NAJŚWIĘTSZY SAKRAMENT

EUCHARYSTIA – SAKRAMENT MIŁOŚCI

Z publikacji bł. ks. Michała Sopoćko.

Eucharystia jest przede wszystkim sakramentem miłości. W nim objawia się miłość Boga przez ujawnienie nam swojej mądrości, potęgi, dobroci i miłosierdzia. Jest to ujawnienie mądrości, że Pan Jezus powrócił do Ojca, nie opuszczając nas, ukrył blask chwały, dając nam sposobność ćwiczenia się w wierze, ucząc pokory, prostoty i skromności. Jest to ujawnienie potęgi w cudzie przeistoczenia na słowo kapłana, w żywej obecności na wszystkich ołtarzach i w każdej hostii z osobna, jak i w najmniejszej jej cząstce. Jest to ujawnienie dobroci i miłosierdzia Bożego, że nie tylko Chrystus daje nam swoje łaski, ale samego siebie, aby pozostawać zawsze z nami i zjednoczyć nas z sobą w celu przemienienia nas w siebie.

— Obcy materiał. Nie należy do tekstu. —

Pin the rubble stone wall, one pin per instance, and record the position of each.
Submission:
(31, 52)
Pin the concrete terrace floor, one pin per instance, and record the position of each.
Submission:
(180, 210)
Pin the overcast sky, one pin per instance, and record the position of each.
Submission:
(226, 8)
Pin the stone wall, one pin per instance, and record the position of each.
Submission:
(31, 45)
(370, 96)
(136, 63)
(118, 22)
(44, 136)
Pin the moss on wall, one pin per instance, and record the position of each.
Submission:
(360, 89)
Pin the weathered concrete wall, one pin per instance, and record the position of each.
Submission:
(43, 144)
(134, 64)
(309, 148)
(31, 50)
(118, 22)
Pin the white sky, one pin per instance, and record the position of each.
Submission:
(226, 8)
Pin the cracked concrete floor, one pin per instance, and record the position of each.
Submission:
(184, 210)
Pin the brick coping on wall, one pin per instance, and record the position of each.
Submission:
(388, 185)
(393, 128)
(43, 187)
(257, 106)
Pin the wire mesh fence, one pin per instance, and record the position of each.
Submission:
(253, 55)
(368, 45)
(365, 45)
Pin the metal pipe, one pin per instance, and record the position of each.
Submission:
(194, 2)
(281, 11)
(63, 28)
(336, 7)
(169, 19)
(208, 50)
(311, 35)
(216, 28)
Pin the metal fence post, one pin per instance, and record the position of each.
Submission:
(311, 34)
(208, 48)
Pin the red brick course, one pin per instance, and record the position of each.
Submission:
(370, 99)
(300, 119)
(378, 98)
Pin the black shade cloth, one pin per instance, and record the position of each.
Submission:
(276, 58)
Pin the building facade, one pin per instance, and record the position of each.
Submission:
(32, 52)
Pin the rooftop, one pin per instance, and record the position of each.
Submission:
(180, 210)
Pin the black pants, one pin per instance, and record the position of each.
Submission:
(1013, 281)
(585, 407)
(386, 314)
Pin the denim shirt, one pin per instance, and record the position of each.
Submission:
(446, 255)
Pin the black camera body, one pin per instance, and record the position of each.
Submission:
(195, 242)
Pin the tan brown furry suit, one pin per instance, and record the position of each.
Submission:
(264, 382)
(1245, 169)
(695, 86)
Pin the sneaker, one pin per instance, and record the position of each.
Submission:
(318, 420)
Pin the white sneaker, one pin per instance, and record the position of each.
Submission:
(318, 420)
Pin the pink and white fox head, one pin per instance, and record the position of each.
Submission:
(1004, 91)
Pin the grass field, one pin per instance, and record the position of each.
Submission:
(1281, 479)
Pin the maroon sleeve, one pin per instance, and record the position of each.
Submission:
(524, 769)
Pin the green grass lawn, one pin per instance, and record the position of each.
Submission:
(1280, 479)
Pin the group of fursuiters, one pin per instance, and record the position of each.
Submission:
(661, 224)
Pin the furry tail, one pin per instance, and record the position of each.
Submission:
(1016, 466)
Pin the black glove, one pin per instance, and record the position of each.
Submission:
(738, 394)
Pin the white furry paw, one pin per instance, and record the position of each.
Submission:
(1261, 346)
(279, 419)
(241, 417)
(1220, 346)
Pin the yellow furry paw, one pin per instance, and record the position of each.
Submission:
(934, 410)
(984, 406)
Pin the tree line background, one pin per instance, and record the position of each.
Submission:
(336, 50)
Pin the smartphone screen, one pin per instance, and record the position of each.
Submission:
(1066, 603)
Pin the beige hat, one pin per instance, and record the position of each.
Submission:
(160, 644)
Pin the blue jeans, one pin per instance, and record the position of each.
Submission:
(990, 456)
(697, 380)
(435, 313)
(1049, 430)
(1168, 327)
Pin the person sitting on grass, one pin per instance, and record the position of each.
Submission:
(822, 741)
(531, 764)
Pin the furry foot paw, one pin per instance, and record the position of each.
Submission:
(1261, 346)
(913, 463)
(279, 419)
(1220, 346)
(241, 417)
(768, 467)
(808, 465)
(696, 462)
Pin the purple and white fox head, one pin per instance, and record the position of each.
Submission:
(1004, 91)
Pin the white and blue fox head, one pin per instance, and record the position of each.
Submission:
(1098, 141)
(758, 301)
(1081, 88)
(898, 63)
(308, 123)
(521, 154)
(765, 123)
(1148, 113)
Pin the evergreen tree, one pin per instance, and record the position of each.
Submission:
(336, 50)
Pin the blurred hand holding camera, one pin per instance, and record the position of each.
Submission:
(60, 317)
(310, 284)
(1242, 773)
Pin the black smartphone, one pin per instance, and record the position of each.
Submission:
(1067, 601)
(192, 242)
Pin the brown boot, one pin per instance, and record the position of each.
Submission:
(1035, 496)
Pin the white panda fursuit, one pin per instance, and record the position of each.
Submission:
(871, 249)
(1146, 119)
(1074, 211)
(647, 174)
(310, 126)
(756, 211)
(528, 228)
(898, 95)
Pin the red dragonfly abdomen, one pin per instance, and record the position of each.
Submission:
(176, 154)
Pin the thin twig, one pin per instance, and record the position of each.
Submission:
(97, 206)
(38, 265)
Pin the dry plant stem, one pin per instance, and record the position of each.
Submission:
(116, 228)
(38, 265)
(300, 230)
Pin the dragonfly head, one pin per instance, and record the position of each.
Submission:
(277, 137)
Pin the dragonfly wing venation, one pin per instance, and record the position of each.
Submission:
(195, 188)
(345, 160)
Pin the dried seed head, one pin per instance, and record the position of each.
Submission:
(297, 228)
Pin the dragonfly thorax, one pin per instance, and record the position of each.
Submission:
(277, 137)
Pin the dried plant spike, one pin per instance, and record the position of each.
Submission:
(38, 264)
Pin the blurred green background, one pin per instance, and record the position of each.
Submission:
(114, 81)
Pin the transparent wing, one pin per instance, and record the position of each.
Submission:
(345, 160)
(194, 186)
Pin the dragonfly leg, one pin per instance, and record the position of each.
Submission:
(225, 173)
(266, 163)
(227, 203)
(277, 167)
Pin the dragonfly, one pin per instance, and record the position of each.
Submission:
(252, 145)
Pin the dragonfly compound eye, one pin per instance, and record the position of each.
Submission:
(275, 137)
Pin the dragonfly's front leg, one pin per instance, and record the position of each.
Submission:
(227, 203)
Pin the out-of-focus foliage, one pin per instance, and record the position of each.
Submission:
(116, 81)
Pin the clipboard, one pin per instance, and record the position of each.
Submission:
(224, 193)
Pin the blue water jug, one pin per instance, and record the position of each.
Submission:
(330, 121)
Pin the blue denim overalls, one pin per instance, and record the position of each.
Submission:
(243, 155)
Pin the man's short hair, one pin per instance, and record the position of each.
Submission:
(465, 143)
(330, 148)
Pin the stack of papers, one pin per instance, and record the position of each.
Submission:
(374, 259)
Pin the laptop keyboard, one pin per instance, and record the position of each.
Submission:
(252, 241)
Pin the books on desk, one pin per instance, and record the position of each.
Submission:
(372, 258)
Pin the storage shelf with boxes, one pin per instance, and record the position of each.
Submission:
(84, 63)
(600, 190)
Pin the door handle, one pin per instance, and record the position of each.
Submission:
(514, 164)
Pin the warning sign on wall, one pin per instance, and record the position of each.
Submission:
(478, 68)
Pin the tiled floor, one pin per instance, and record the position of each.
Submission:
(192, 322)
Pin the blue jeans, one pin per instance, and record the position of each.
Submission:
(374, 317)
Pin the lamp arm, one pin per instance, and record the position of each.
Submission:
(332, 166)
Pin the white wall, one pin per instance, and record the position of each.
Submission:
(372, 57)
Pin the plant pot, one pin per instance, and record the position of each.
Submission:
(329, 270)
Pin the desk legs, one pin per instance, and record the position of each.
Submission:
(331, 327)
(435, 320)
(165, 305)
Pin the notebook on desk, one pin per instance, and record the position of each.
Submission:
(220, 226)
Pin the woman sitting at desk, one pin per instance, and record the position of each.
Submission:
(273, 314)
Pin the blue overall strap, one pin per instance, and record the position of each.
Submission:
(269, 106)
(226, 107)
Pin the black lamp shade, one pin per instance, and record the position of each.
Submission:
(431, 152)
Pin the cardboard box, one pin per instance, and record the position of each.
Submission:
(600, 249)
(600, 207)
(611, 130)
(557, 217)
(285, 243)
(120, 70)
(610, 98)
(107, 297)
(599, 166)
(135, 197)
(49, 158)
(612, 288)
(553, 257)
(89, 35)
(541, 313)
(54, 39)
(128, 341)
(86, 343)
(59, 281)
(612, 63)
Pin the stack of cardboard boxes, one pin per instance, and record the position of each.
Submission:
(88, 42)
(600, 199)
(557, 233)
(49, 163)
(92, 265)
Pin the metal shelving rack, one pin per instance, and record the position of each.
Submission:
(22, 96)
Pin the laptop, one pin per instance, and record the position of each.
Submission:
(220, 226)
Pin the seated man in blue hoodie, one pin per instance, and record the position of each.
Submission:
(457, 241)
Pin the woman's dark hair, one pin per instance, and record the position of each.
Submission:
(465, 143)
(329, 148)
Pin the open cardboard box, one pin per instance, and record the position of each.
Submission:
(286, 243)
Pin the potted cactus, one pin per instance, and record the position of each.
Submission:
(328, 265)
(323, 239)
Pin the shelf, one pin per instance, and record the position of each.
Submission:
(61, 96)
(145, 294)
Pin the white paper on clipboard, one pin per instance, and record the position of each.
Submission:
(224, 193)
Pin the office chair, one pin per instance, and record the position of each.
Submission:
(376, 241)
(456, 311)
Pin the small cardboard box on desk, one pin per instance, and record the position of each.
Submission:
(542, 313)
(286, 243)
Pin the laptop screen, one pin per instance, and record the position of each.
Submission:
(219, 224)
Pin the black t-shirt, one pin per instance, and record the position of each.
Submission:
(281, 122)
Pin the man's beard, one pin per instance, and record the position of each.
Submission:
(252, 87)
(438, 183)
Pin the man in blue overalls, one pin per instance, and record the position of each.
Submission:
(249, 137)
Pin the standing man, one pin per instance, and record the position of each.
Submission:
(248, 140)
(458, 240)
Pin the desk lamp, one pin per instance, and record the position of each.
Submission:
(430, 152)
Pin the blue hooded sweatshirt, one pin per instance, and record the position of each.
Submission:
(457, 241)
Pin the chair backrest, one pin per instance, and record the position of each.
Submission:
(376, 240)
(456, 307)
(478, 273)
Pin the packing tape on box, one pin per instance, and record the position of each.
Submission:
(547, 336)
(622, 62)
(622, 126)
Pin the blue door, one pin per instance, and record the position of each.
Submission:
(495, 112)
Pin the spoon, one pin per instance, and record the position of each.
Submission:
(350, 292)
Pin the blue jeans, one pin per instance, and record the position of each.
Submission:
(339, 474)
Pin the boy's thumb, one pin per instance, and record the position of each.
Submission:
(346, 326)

EUCHARYSTIA – WYRAZEM NIEZMIERZONEGO MIŁOSIERDZIA BOŻEGO

Z publikacji bł. ks. Michała Sopoćko.

Miłosierdzie Boże jest skłonieniem się Stwórcy do stworzenia w celu wyprowadzenia go z nędzy i uzupełnienia braków. Otóż w Przenajświętszym Sakramencie Ołtarza Słowo Przedwieczne, „przez które wszystko się stało”, nie tylko się skłania, ale samo siebie oddaje w najdoskonalszym darze ludziom, oddaje się nieustannie w swej najwyższej mądrości, potędze i hojności.
„Bierzcie i jedzcie, to jest Ciało moje” (Mt 26, 26) – powiada Zbawiciel. Jakież to niezwykłe wyrażenie! Karmić się Bogiem, wcielać w siebie Boga, stawać się żywym tabernakulum Boga, przyjmować Ciało Jezusa, które leżało w grobie, umarło na krzyżu, wstąpiło do nieba, siedzi po prawicy Ojca, gdzie stanowi radość aniołów, chwałę nieba, zachwyt duchów błogosławionych. Razem z Ciałem jest Jego Krew, Dusza i Bóstwo, które od niego są nieodłączne. „To czyńcie na moją pamiątkę” (Łk 22, 19) – to jest bierzcie chleb, mówcie tak jak Ja: „To jest Ciało moje”, a w tejże chwili chleb będzie Moim Ciałem w rękach wszystkich kapłanów bez wyjątku, bo moc Moich słów jest niezależna od zasługi tego, kto je wymawia. To będzie Moje Ciało po wszystkie czasy, po wszystkich miejscach, rozmnożę się na miliony ołtarzy, na miliardy hostii i cząsteczek, a w każdej będę cały, żywy, obecny z człowieczeństwem i Bóstwem. Jakże można wypowiedzieć doskonałość tego miłosiernego daru i porównywać z darami innymi? Wszystkie inne dary Boże, nawet wszystkie sakramenty są przemijające, a Przenajświętszy Sakrament jest nieustannym darem, trwającym w każdej chwili dnia i nocy, aż do skończenia świata.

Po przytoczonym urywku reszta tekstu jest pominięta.